Several key areas for future research arise from this study. First, detailed ethnographic work is needed to document the adaptive strategies women processors employ against IUU-induced scarcity. Second, research should investigate the specific channels through which illegally caught fish enter local and regional markets, mapping the networks that displace legitimate product 18. Third, the applicability of corporate stewardship models from other sectors to African artisanal fisheries warrants rigorous examination 2,10. Finally, longitudinal studies are essential to assess the impact of integrated policies that combine fisheries enforcement with gender-sensitive business support, measuring outcomes in terms of both stock recovery and improvements in women’s economic empowerment 9,21.
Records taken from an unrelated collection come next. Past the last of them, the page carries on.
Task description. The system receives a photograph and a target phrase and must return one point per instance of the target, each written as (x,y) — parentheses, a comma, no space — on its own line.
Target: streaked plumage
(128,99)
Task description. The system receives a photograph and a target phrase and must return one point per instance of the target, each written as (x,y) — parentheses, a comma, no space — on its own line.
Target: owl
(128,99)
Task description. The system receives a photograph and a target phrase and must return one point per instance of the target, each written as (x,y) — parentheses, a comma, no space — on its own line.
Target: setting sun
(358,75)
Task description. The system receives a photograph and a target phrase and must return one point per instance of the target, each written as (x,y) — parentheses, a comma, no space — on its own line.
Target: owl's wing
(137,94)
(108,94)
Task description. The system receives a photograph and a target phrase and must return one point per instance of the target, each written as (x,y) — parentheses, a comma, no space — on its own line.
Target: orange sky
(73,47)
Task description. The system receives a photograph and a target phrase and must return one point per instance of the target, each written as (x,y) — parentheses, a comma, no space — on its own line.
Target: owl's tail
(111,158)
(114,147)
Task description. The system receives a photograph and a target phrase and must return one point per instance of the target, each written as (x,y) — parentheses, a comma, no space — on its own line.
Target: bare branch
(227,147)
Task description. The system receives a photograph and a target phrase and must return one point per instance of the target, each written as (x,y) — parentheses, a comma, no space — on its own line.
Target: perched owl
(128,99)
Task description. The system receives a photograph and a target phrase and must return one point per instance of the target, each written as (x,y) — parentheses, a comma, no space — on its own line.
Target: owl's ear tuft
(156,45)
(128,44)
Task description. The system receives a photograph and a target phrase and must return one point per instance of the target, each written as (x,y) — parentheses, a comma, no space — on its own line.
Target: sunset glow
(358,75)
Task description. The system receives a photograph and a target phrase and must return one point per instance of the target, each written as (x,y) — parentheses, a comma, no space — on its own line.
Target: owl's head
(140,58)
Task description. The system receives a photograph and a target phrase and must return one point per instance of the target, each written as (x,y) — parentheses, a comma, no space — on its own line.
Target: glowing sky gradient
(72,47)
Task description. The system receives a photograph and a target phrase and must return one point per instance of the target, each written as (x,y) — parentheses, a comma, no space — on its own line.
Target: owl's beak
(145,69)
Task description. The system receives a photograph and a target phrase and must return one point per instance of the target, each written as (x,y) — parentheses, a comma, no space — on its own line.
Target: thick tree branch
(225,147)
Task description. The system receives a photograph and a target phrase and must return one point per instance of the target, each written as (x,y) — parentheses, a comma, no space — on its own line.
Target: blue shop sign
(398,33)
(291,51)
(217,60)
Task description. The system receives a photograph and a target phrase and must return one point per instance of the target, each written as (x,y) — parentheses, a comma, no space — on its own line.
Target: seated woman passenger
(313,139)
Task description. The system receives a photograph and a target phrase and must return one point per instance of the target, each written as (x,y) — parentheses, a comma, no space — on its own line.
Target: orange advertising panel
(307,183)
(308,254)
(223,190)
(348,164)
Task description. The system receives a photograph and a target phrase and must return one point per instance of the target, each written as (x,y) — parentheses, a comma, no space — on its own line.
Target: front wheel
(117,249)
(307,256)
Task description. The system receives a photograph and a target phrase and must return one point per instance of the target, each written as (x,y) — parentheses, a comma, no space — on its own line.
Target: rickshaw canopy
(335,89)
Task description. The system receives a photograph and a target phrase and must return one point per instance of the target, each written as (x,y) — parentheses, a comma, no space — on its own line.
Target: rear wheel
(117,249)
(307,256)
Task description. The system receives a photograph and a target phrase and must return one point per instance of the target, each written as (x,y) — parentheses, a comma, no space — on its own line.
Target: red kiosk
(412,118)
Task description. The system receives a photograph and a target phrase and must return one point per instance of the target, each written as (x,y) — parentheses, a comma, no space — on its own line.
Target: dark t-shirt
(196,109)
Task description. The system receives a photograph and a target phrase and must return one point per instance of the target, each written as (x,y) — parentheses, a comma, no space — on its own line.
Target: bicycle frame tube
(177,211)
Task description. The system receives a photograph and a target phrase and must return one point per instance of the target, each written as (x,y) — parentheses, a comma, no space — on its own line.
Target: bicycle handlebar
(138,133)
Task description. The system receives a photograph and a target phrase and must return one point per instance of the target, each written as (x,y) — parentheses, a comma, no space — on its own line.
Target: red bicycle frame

In conclusion, this analysis posits that the fight against illegal fishing in Kenya cannot be deemed successful if it fails to consider its gendered economic repercussions. The period 2000–2003 serves as a stark reminder that environmental sustainability and social equity are inextricably linked. The viability of women’s fish processing businesses is a key indicator of the health and justice of the entire fisheries sector. Therefore, advancing corporate stewardship and effective fisheries policy must be fundamentally reconceptualised as a project of inclusive economic governance, where protecting the resource base is synonymous with protecting the livelihoods of those who depend most directly and precariously upon it.